You don't understand metaphors at all, do you? Besides, don't you know that the Son gives life to whom He wishes (Jn 5:21), and the Spirit gives life to whom he wishes (Jn 3:8; 6:63), and the Father gives and draws to the Son whom he wishes.
Do you realise that the default reading of the present tense in KoinE reek is as a progressive present. The gnomic present is generally applicable only if the progressive does not make sense contextually. In these texts the progressive as descriptive of the working of the Spirit in Jesus ministry, makes sense.
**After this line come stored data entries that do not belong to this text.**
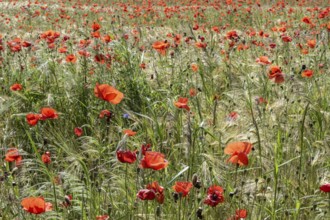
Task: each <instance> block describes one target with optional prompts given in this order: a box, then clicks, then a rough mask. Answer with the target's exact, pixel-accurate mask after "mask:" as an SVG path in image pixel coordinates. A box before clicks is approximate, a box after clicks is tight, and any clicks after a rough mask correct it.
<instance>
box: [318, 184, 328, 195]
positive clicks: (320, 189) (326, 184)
mask: <svg viewBox="0 0 330 220" xmlns="http://www.w3.org/2000/svg"><path fill="white" fill-rule="evenodd" d="M320 190H321V191H322V192H326V193H329V192H330V183H326V184H323V185H322V186H320Z"/></svg>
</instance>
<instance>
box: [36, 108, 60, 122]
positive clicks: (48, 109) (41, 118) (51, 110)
mask: <svg viewBox="0 0 330 220" xmlns="http://www.w3.org/2000/svg"><path fill="white" fill-rule="evenodd" d="M56 118H58V114H57V112H56V111H55V109H53V108H42V109H41V118H40V119H41V120H46V119H56Z"/></svg>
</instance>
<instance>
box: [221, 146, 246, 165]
mask: <svg viewBox="0 0 330 220" xmlns="http://www.w3.org/2000/svg"><path fill="white" fill-rule="evenodd" d="M251 149H252V144H251V143H249V142H233V143H230V144H228V145H227V146H226V148H225V154H229V155H230V158H229V159H228V160H227V162H231V163H233V164H239V165H240V166H242V165H245V166H246V165H248V164H249V159H248V157H247V155H248V154H249V153H250V151H251Z"/></svg>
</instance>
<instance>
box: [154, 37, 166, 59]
mask: <svg viewBox="0 0 330 220" xmlns="http://www.w3.org/2000/svg"><path fill="white" fill-rule="evenodd" d="M152 47H153V48H154V49H155V50H156V51H157V52H158V53H160V54H161V55H165V54H166V50H167V49H168V48H169V47H170V44H169V43H168V42H167V41H166V40H165V41H156V42H154V43H153V44H152Z"/></svg>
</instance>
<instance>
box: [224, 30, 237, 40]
mask: <svg viewBox="0 0 330 220" xmlns="http://www.w3.org/2000/svg"><path fill="white" fill-rule="evenodd" d="M226 37H227V39H230V40H236V39H238V34H237V32H236V31H229V32H227V34H226Z"/></svg>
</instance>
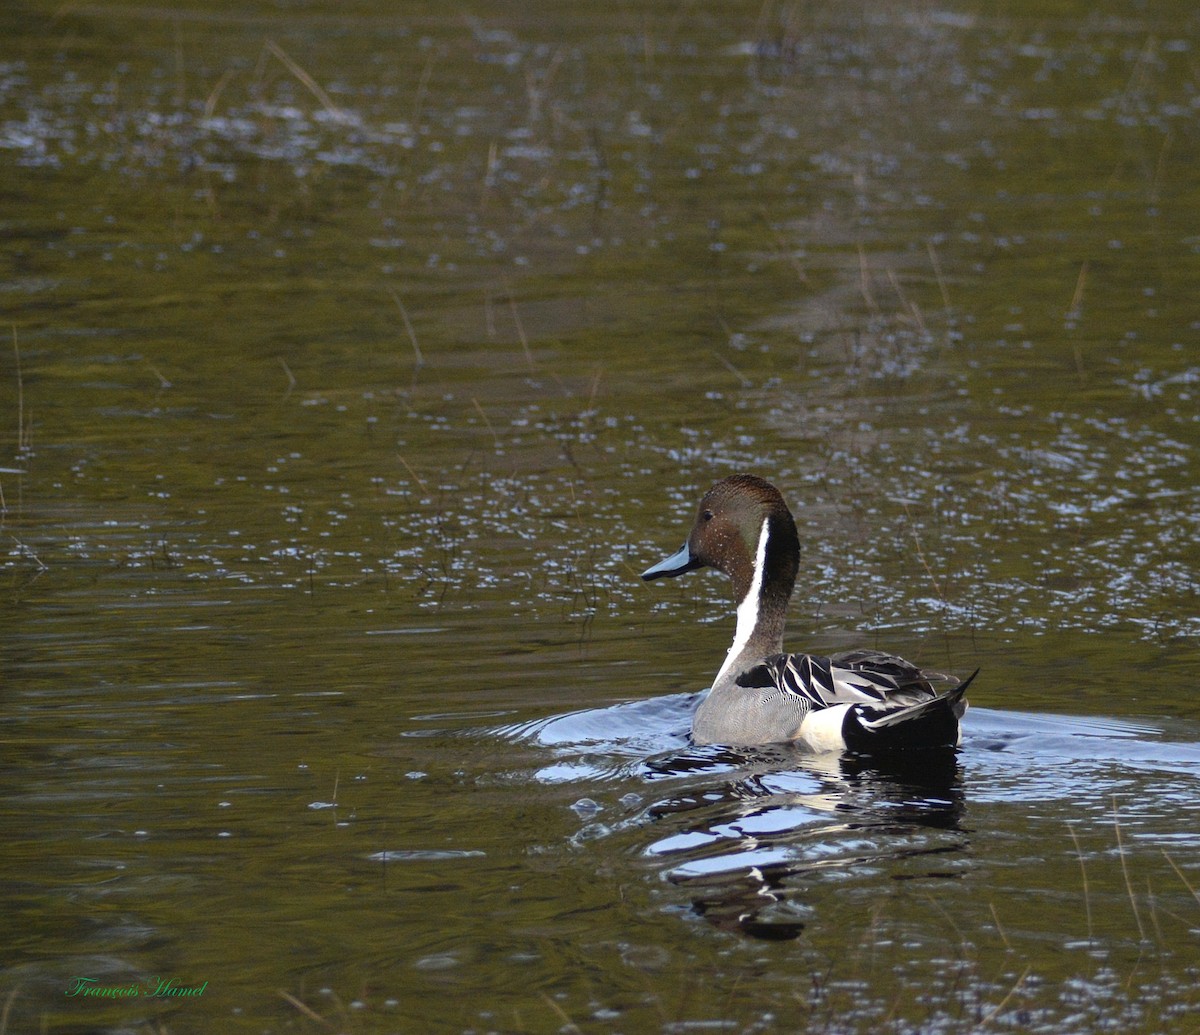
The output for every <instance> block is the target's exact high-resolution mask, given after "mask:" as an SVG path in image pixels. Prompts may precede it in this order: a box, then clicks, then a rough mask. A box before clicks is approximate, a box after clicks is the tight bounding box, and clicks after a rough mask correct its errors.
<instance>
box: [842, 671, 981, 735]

Extrapolating that into universal aphorisms is not what the narrative genre is expecting us to do every time we see the present tense..
Jhn 5:19
Then answered Jesus and said unto them, Verily, verily, I say unto you, The Son can be doing nothing of himself, but what he is seeing the Father do: for what things soever
that one (
ekeinos, the Father) is doing, these also the Son is doing likewise.
Jhn 5:20
For the Father is loving the Son, and is showing him all things that
he (
autos, the Son) is doing: and he will shew him greater works than these, that ye may be marveling.
Jhn 5:21
For as the Father is raising up the dead, and is quickening
them; even so the Son is quickening whom he (the father) is willing.
Jhn 5:22
For the Father is judging no man, but has committed all judgment unto the Son:
The Son is giving life to whom He wishes makes sense with the He being the Father. So, reading this as a universal truth for all times.
John 3:8 does not say that the spirit give life to whom He wishes.
Jhn 6:63
The spirit that is the one quickening; the flesh is profiting nothing: the words that I am speaking unto you,
they are spirit, and
they are life.
To extrapolate these texts into a declaration that the new birth is completely God's activity without any input from the converting soul goes beyond what the language says. Yes, a man could never save Himself without God by merely willing to be saved. And it is completely within God's prerogative to determine how he will design the salvation process and whom he will offer salvation to. But none of this mandates that God does it all, and the convert does absolutely nothing towards his salvation. If God wants to require a mustard seed of faith from the man as part of the process, that does not make salvation by the will of man ,who did not design the process nor perform most of the process.